My restlessness drives me out of bed in the night as it so often does. I cry a great deal. Under a starry sky I linger on the balcony and consider whether to involve the media. Our situation would definitely be worth a headline for a certain tabloid. In the end I banish the thought as I don´t need the additional stress.
In the morning we try to distract ourselves by visiting the zoo. Kiwara Kopje, the newly opened outdoor enclosure for rhinoceroses, cheetahs and monkeys, fascinates us.
We get an email from Melanie in Paris who feels she´s been left in the lurch. It beggars belief that the local Germanwings representatives are unable to tell her how to proceed. She´s been advised to call the Care Center from Paris – the same one I´ve been in constant contact with. She´s been trying to get through since yesterday evening. So much for our distraction. We drive home.
I speak to Germanwings on the phone and my anger echoes through the room. “Why can´t Jens´s girlfriend get the flight information to Marseille? Why aren´t they telling her anything in Paris? When can she accompany Jens´s casket from Marseille to Leipzig?“
Contrary to my expectations the employee makes a competent impression. Her kindness takes away my aggressiveness. She also thinks this is not right and promises to have the situation changed. As far as the transfer is concerned, she´ll look into it and ring us back.

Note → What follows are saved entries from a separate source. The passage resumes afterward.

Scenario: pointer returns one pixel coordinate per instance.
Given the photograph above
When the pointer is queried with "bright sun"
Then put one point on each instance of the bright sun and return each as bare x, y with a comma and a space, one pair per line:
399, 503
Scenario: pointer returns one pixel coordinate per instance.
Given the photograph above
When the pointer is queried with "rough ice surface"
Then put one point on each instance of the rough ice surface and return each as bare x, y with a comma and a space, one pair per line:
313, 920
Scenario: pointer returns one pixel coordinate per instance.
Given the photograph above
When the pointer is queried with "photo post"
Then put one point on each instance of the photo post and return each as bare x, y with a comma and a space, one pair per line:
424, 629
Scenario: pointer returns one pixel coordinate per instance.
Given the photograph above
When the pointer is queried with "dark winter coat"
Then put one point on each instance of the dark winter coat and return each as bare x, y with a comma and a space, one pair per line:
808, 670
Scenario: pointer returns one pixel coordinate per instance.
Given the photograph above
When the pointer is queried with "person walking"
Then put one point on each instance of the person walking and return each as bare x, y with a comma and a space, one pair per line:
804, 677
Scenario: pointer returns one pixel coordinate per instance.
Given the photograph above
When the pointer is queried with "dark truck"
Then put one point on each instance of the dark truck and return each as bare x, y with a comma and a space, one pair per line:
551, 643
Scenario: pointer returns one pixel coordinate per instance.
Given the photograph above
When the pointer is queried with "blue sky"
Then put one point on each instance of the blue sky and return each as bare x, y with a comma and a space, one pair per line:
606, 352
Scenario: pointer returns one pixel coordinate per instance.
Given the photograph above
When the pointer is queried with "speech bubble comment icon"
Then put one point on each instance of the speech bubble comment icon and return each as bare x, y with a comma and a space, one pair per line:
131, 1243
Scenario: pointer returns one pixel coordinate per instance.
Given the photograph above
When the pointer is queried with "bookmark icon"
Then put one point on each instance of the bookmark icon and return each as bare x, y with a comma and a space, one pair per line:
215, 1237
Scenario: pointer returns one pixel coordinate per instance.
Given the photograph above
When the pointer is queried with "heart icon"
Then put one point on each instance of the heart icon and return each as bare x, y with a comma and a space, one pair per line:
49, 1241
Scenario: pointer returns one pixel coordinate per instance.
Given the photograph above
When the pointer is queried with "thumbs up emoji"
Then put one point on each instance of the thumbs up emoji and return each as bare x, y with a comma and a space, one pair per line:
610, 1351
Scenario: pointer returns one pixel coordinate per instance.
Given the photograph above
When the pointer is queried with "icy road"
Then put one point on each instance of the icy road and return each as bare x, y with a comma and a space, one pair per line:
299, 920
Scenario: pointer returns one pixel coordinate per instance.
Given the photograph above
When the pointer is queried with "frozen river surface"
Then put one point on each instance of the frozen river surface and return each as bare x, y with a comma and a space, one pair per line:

Again we stare at the telephone. When would it ring? In half an hour? Two or three hours? Maybe not at all? We´ve got used to quite a bit.
Meanwhile, Melanie is at the French prosecutor´s informational meeting. She writes later that there isn´t much news. Those family members who had the strength could listen to the black box recording. The last ten minutes were played and explained. It was hard for her but also good.
The telephone rings and I flinch. What will the caller say?
It´s the competent employee from the Care Center. There are two options for the return of Jens´s remains to Leipzig. The first: The casket would be flown from Marseille to the Leipzig-Halle airport via Frankfurt. Melanie would have to spend an additional night in Frankfurt. The hitch is that this would not be possible before next Tuesday at the earliest and most likely later.
The second option: Next Monday Melanie could fly from Marseille to Berlin, where the funeral home we are working with would meet Jens and bring him to Leipzig.
Berlin! The thought goes through my head that at least it´s finally concrete information. But why not directly to Leipzig? We never get a logical explanation.
I ask if we can meet Jens´s casket privately in a separate room at the airport and she says hesitantly, “This is difficult.“
“Why? It was also possible at the Düsseldorf airport!“ I yell.
“We´ll do what we can. Unfortunately, that is not possible,“ she stammers.
We don´t find out why.
It´s best if we decide today.
We deliberate and choose Berlin. Jens will then arrive on 15 June at Tegel. It´s the only quick solution as we cannot and do not want to wait any longer.
We spend the evening drinking. “Better than psychotropic drugs,“ I think. Although we try to calm our nerves with huge gulps we stay relatively sober.